For any fixed $c \in \Bbb R$, we can hence find $M>0$ such that whenever $x\not\in (-M, M)$, $g(x) < g(c)$ and also $g(M), g(-M) < g(c)$.
It follows that our maximum exists and must be attained, because the problem boils down to maximization over a compact interval $[-M, M]$. Moreover, since the maximum does not lie on the endpoints, we are guaranteed that the maximum must be a critical point.

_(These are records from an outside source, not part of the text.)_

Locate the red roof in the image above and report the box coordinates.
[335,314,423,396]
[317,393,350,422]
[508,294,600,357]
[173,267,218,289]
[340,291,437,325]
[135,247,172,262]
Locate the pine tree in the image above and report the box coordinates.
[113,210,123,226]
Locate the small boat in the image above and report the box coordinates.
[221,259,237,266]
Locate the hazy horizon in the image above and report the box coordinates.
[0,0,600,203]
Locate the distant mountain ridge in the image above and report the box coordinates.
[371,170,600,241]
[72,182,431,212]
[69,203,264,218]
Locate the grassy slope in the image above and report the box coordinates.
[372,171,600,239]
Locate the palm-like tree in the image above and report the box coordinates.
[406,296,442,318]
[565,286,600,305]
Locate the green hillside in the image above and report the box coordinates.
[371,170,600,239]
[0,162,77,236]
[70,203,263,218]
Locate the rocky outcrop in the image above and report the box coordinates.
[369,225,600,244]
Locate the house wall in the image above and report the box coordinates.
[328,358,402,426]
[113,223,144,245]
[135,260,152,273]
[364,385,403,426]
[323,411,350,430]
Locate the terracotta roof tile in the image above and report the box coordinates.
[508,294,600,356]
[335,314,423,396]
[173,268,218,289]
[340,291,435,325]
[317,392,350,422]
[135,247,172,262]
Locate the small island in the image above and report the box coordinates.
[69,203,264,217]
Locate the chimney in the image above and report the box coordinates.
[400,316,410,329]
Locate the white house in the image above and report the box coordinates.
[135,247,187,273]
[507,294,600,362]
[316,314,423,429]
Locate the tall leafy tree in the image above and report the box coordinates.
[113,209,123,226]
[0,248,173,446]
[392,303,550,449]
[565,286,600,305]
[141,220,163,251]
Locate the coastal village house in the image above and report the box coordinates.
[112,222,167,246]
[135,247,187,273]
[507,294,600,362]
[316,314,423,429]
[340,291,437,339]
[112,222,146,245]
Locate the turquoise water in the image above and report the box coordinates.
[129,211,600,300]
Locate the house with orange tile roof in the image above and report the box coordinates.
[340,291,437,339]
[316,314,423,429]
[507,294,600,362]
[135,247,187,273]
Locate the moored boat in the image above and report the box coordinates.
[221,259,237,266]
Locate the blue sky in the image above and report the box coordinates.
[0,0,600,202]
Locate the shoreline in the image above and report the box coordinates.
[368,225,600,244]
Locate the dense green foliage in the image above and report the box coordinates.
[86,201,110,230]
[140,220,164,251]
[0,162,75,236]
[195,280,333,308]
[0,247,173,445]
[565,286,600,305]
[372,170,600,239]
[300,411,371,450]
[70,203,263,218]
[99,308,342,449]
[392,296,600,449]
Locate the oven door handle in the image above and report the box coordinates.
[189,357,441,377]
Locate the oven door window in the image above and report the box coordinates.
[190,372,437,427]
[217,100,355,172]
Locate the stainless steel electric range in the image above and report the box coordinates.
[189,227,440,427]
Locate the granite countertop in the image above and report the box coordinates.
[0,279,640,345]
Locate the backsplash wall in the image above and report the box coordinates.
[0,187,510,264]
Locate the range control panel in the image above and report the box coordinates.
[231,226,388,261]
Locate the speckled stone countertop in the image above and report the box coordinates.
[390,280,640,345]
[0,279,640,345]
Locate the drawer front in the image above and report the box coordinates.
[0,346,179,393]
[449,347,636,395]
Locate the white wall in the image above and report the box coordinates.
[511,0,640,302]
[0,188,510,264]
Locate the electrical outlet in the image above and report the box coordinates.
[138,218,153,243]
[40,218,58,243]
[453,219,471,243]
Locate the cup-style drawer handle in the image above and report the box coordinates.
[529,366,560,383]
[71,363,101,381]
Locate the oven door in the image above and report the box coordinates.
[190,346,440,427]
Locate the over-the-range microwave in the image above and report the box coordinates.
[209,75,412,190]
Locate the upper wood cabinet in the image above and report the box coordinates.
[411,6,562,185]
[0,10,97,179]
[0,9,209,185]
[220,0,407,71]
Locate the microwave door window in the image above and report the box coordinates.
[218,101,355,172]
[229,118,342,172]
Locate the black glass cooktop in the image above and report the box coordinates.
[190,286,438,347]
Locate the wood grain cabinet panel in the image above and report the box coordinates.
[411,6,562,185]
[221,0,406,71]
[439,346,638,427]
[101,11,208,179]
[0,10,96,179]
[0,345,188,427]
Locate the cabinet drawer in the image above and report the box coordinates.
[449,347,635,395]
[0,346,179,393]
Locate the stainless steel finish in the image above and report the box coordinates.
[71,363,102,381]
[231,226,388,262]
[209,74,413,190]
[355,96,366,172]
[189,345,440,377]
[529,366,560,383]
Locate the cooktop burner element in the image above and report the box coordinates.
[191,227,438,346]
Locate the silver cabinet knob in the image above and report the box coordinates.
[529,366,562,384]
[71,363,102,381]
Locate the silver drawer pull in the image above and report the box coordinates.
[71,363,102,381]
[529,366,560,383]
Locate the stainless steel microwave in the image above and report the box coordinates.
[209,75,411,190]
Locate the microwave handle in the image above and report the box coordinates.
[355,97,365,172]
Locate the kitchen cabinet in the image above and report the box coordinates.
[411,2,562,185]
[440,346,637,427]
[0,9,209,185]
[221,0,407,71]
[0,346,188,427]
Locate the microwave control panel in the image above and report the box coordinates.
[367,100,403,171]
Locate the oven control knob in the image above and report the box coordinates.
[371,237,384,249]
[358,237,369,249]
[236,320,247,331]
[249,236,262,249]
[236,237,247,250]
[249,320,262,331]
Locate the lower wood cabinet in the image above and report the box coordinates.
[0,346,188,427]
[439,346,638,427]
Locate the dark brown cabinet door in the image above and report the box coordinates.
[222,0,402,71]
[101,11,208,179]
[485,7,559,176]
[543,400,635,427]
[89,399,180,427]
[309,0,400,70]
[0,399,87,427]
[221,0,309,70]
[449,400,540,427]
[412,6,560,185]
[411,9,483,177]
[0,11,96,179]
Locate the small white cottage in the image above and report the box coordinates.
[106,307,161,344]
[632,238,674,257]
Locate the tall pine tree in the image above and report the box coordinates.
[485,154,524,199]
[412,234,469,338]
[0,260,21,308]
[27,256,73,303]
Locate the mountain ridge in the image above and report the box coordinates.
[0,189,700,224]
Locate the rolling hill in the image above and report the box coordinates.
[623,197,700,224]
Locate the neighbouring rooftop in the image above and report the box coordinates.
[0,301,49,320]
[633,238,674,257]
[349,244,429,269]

By the Fundamental Theorem of Calculus, $g'(x) = f_X(x+t) - f_X(x)$ and hence
$$g'(x) = 0 \iff \exp\left(-\frac{{(x+t-\mu)}^2}{2\sigma^2}\right) = \exp\left(-\frac{{(x-\mu)}^2}{2\sigma^2}\right)$$
Since $\exp$ is injective over the reals, we conclude
\begin{align} g'(x) = 0 &\iff {(x+t-\mu)}^2 = {(x-\mu)}^2 \\&\iff {(x+t-\mu)}^2 - {(x-\mu)}^2 = 0 \\&\iff \Big((x+t-\mu)+(x-\mu)\Big)\cdot \Big((x+t-\mu)-(x-\mu)\Big) = 0 \\&\iff \mu = \frac{x+(x+t)}2 \quad \text{ or } \quad t = 0 \end{align}
Because $t>0$ from our hypothesis, our only option is $\mu = \frac{x+(x+t)}2$, which precisely means that the midpoint of your windows lies on $\mu$. We of course may rewrite as
$$x = \mu - \frac t2.$$
Moreover, this is $g$'s only critical point (on all of the real line), so it must be the maximum.